GPU-Accelerated Batching for pages of a PDF during Inference
Question
Is there a way we can improve inference latency of Docling on a GPU by creating a batch of page images as an input to the different models - EasyOCR, Layout Detection and TableFormer?
I am using a single A10 GPU for inference, and it is significantly underutilized (~15%). It would be ideal if we can batch
Looking into the Docling documentation, I have tried increasing num_threads, but that seems to only work for CPU and not GPUs.

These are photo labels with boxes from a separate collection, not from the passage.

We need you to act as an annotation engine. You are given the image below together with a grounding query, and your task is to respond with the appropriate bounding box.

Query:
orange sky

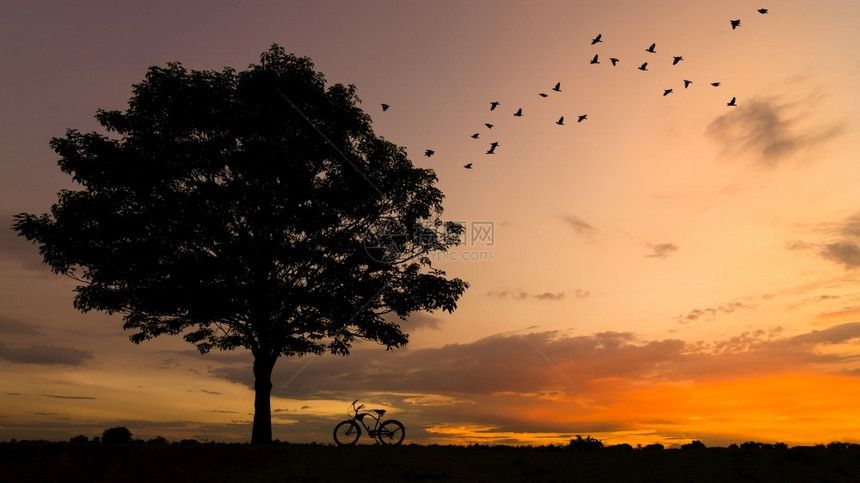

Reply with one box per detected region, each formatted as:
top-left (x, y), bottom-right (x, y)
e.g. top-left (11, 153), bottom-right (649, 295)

top-left (0, 0), bottom-right (860, 445)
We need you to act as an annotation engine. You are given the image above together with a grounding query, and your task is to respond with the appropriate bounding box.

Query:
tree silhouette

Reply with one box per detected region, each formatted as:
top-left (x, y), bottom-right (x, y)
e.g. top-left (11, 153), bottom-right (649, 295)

top-left (14, 45), bottom-right (468, 443)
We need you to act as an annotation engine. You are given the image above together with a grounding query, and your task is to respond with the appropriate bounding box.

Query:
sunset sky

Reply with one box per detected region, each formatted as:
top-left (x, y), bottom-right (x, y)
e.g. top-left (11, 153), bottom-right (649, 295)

top-left (0, 0), bottom-right (860, 446)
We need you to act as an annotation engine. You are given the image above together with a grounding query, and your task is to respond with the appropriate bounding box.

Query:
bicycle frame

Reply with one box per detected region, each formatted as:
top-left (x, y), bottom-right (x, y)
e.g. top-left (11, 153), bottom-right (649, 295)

top-left (334, 399), bottom-right (406, 446)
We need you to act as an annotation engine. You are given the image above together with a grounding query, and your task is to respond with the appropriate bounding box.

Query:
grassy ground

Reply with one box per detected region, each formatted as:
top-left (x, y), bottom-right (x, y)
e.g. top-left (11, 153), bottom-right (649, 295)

top-left (0, 442), bottom-right (860, 482)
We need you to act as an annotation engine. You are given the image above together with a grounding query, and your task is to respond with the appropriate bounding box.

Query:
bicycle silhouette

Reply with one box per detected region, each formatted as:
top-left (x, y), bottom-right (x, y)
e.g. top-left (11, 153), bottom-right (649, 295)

top-left (334, 399), bottom-right (406, 446)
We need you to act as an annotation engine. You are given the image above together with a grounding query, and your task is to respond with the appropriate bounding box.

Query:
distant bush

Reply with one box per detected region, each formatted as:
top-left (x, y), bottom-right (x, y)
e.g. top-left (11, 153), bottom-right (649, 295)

top-left (102, 426), bottom-right (131, 444)
top-left (681, 439), bottom-right (707, 449)
top-left (606, 443), bottom-right (633, 451)
top-left (568, 434), bottom-right (603, 451)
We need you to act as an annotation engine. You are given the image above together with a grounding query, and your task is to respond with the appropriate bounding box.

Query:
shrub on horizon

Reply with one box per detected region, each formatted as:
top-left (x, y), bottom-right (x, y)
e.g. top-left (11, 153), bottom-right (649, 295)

top-left (681, 439), bottom-right (707, 449)
top-left (568, 434), bottom-right (603, 451)
top-left (101, 426), bottom-right (131, 444)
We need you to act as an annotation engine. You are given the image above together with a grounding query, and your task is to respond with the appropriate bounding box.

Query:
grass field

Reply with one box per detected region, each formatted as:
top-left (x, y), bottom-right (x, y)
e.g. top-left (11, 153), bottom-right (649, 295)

top-left (0, 441), bottom-right (860, 482)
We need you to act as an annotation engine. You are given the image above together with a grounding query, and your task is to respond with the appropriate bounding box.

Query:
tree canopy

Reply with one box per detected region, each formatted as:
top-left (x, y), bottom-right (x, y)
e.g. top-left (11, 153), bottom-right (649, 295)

top-left (14, 45), bottom-right (468, 443)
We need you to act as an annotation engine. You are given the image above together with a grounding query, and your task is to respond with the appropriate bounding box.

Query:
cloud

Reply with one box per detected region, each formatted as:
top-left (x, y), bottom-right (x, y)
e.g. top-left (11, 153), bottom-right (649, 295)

top-left (561, 215), bottom-right (597, 236)
top-left (800, 212), bottom-right (860, 269)
top-left (39, 394), bottom-right (97, 399)
top-left (0, 342), bottom-right (93, 366)
top-left (0, 315), bottom-right (43, 335)
top-left (676, 302), bottom-right (755, 324)
top-left (645, 243), bottom-right (678, 258)
top-left (487, 290), bottom-right (568, 302)
top-left (820, 241), bottom-right (860, 268)
top-left (706, 98), bottom-right (843, 166)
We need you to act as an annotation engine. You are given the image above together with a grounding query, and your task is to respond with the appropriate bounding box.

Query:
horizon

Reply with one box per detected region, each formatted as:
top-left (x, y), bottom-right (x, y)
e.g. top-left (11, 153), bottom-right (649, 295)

top-left (0, 0), bottom-right (860, 447)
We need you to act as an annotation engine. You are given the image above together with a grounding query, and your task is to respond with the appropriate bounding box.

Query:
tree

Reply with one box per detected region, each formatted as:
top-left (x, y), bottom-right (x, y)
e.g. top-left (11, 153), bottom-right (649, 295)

top-left (14, 45), bottom-right (468, 443)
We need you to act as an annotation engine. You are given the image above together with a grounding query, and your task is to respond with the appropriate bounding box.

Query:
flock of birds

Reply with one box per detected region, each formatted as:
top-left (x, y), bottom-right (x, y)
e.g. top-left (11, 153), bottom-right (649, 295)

top-left (381, 8), bottom-right (768, 169)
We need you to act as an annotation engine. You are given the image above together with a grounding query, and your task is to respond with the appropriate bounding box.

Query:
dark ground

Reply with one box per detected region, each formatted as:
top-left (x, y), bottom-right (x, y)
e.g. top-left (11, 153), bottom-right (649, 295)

top-left (0, 441), bottom-right (860, 482)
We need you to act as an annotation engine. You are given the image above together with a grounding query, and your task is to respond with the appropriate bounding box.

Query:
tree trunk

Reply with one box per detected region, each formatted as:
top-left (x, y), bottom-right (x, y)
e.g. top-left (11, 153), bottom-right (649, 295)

top-left (251, 355), bottom-right (277, 444)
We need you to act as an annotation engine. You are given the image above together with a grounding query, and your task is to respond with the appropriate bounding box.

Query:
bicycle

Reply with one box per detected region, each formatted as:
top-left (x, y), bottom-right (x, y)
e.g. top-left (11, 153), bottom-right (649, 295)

top-left (334, 399), bottom-right (406, 446)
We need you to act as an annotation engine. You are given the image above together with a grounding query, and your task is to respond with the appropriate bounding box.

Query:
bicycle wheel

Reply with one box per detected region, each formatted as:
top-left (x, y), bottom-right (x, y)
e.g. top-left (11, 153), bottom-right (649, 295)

top-left (376, 419), bottom-right (406, 446)
top-left (334, 421), bottom-right (361, 446)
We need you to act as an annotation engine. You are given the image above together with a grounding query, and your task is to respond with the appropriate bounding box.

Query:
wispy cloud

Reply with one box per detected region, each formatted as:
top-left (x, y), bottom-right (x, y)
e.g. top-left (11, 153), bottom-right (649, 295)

top-left (0, 342), bottom-right (93, 366)
top-left (487, 290), bottom-right (572, 302)
top-left (645, 243), bottom-right (678, 258)
top-left (39, 394), bottom-right (98, 399)
top-left (0, 315), bottom-right (43, 335)
top-left (707, 97), bottom-right (843, 166)
top-left (676, 302), bottom-right (755, 324)
top-left (561, 215), bottom-right (597, 236)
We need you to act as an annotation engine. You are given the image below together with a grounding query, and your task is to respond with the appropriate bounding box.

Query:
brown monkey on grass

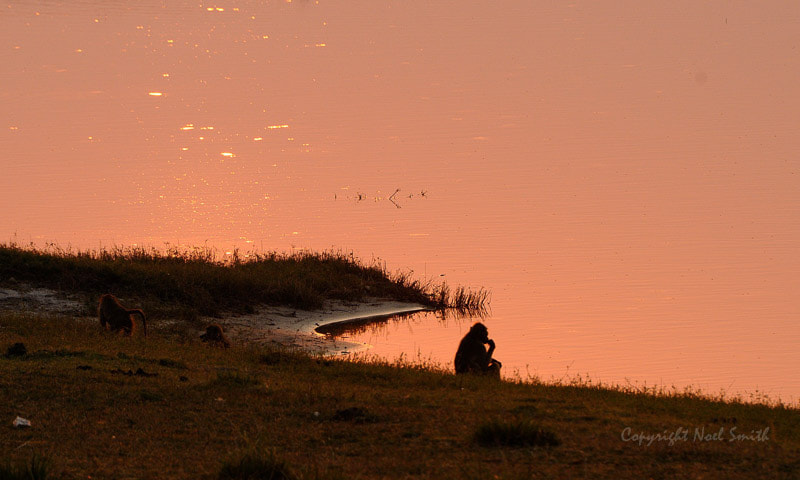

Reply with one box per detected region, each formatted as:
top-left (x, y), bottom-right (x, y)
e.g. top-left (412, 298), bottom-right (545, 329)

top-left (97, 293), bottom-right (147, 337)
top-left (455, 323), bottom-right (502, 378)
top-left (200, 323), bottom-right (231, 348)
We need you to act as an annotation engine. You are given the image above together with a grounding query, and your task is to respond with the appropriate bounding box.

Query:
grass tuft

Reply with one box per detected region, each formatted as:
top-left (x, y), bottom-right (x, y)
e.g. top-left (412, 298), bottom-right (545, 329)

top-left (475, 420), bottom-right (561, 447)
top-left (0, 454), bottom-right (50, 480)
top-left (217, 452), bottom-right (298, 480)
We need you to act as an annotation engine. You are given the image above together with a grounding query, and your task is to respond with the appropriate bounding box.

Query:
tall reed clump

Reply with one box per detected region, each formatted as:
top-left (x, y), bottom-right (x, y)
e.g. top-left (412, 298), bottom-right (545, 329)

top-left (0, 243), bottom-right (488, 316)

When I did a little digging into the code I saw that docling iterates over the pages in a page_batch only passes a single page as an input to these models like so:
def __call__(
self, conv_res: ConversionResult, page_batch: Iterable[Page]
) -> Iterable[Page]:
for page in page_batch:
assert page._backend is not None
if not page._backend.is_valid():
yield page
else:
with TimeRecorder(conv_res, "layout"):
assert page.size is not None
page_image = page.get_image(scale=1.0)
assert page_image is not None
clusters = []
for ix, pred_item in enumerate(
self.layout_predictor.predict(page_image)
):
label = DocItemLabel(
pred_item["label"]
.lower()
.replace(" ", "_")
.replace("-", "_")
)
........
........
It would be great if we can do batching of the page images and maximize the GPU capabilities. Looking forward to hearing back! Thank you!
+1
+1
If you manage your queue correctly to avoid oom you can run multiple processes in parallel in docling serve. It requires you split the pdf from the client. You will get approx x2 performances but it comes with lots of
make only sense with a lot of data ...
simplest way is to start docling on (x) cores (multioprocessing). so it load x times the models in your VRAM. so you can process x times PDF files in parallel. if you first split all PDF into one page would be i bit more efficient ... ;) for me it works ...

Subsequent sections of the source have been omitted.